The Truth About Staying Home
Today is one of the rare days I find myself alone. With my work-from-home husband out of the house and two children in school, silence surrounds me.
It’s a beautiful sound.
I say beautiful because for the past nine years I have been home with my children full-time—with no nanny or grandma in the background. And unlike most parents today, I didn’t send my children to preschool until they were (yikes) three and a half! This year, however, my son started kindergarten, which means for a portion of every day I am alone. Utterly, completely, and wonderfully alone.
While the idea of sending my son to full-day kindergarten was enticing, I did not choose this option. Not only do kindergartners get tired and cranky (a fact that seems lost on my generation), come September my son will be gone from 8 until 3 every day and I will lose some measure of control over his life. Besides, I happen to like my son and want to be with him as much as possible. Call me crazy.
Still, I’m not despondent about entering this next phase of motherhood. I’m positively giddy about the future, the days that have yet to unfold when my children go their way and I go mine—and we come together at the end of the day to build a life together. There’s a distinct feeling of pleasure mothers gets in greeting their children at 3 p.m.—after they’ve have had a chance to take a shower, run an errand and eat lunch alone or (thank God!) with another adult. You can see it in the faces of mothers at school: those carting babies and toddlers around look downright frazzled, while the more seasoned mothers—whose arms are notably empty—look ebullient.

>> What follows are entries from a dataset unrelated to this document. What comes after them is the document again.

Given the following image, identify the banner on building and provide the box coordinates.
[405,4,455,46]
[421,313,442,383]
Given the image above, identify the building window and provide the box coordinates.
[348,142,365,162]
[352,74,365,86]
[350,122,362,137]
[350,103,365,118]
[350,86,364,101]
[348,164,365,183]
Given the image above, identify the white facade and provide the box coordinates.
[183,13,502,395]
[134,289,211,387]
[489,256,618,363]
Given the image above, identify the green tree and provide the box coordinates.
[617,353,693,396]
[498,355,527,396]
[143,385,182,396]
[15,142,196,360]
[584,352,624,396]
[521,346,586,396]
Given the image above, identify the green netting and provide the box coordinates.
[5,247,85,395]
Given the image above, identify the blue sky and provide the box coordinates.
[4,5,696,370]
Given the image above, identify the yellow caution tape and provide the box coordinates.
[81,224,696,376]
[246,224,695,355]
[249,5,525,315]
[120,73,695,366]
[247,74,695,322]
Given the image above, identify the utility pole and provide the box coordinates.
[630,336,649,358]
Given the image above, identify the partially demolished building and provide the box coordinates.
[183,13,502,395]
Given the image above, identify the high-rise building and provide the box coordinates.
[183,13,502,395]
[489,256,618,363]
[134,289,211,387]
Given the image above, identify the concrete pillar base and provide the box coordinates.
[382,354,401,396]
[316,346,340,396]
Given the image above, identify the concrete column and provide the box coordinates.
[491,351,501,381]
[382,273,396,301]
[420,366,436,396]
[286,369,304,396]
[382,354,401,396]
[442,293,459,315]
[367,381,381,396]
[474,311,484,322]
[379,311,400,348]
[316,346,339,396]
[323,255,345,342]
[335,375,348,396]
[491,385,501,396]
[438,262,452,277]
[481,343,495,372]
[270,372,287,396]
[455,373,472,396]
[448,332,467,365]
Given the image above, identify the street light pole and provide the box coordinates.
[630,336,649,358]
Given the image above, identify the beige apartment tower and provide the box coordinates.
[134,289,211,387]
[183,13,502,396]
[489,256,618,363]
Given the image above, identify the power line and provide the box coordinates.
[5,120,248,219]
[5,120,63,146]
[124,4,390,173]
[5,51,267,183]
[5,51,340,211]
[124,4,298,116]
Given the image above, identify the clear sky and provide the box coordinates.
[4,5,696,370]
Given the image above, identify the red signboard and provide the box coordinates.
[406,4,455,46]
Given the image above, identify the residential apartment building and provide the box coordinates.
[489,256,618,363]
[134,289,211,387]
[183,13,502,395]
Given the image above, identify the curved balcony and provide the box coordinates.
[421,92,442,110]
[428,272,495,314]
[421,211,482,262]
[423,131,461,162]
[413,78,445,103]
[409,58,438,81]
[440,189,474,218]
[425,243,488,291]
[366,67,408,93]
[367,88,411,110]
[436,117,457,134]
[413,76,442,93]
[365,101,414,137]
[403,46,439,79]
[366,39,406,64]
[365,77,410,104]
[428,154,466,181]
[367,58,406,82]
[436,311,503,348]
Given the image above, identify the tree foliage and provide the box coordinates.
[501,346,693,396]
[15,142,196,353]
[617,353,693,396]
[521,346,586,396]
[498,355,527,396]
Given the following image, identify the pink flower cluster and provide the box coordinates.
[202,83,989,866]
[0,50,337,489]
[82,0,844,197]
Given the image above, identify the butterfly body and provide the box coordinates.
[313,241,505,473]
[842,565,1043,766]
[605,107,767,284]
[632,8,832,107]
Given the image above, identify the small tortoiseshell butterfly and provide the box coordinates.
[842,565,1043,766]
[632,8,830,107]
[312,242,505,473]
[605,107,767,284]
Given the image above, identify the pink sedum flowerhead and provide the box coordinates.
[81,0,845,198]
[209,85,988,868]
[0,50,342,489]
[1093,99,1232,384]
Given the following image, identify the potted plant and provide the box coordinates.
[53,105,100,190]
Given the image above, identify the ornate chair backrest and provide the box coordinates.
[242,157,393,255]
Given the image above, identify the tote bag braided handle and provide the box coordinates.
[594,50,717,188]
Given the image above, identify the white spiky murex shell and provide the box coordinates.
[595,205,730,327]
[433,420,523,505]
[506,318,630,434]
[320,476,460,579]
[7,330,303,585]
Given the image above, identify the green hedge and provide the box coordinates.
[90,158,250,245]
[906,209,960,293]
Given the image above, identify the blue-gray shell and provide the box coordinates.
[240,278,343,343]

I think a lot about the mothers carting babies and toddlers around. I see them everywhere: Target, the grocery store, the gym, the parks, everywhere. When I walk past them, I feel an immediate stab of guilt. After all, I know what their lives are like—and it looks nothing like my new life. I know they’re happy to be home and have momentary pleasures that defy description but at the same time are emotionally drained. I know this because now that I’ve passed their stage of motherhood, I see clearly how bad things were for a very long time. Today I sleep; then I didn’t. Today I have silence; then I didn’t. Today I can shop alone; then I couldn’t. Today I eat what I want for lunch; then I ate what my kids were eating. Today I can finish a conversation on the telephone; then I couldn’t. Today I can hear what newscasters are saying on the television; then I couldn’t. Today when we travel or eat out as a family, it’s a pleasure; then it wasn’t. Today I like sex; then I didn’t. Indeed, the difference between the first stage of motherhood and being a mother of school-age children cannot be overestimated.
Which is why it’s wrong to expect mothers to be silent about what it’s like to stay home full-time. Women should be able to admit that the early years—that period of time between birth and kindergarten when our kids are tethered to us 24/7—is terribly difficult. But most don’t feel comfortable sharing this fact, so the physical and emotional demands of the job become shrouded behind a mask of smiles.
Indeed, Americans have lost their sense of humor when it comes to motherhood. In the good ol’ days, women were allowed to complain about children without fear of censure. I have a set of coasters that depict mothers from previous generations in various states of distress. At the bottom of each coaster is a saying. My favorite one reads, “Mother of five. Grandmother of ten. Drunk by seven.” And remember The Cosby Show? Some of the funniest episodes were when Bill Cosby’s character counted the days until his children left for college and he and his wife could be alone again.
Having just survived the early years with my sanity still intact (for the most part), I believe it’s disingenuous to pretend early motherhood is something it isn’t. Staying home with one’s children is the most important and satisfying task a person can take on, and the rewards are well worth our efforts. I can hardly catch my breath when I look at my two children today and realize that every moment of pain and sacrifice has been worth its weight in gold. Still, the early years at home do rock your world—and this includes your marriage, your identity and even your sanity.
This is true in any generation; but it is worse for today’s mothers, who are raising their children in a vacuum. Our transient society, in which family members no longer live near one another, causes mothers to feel depleted at the end of the day. In addition, our increasingly desolate neighborhoods make mothers feel isolated; and our culture of intensive parenting negatively affects their stress level and emotional well-being. Today’s mothers may have modern conveniences to help ease their burden, but they have far more emotional burdens than mothers in previous generations.
It’s no wonder so many mothers go back to work.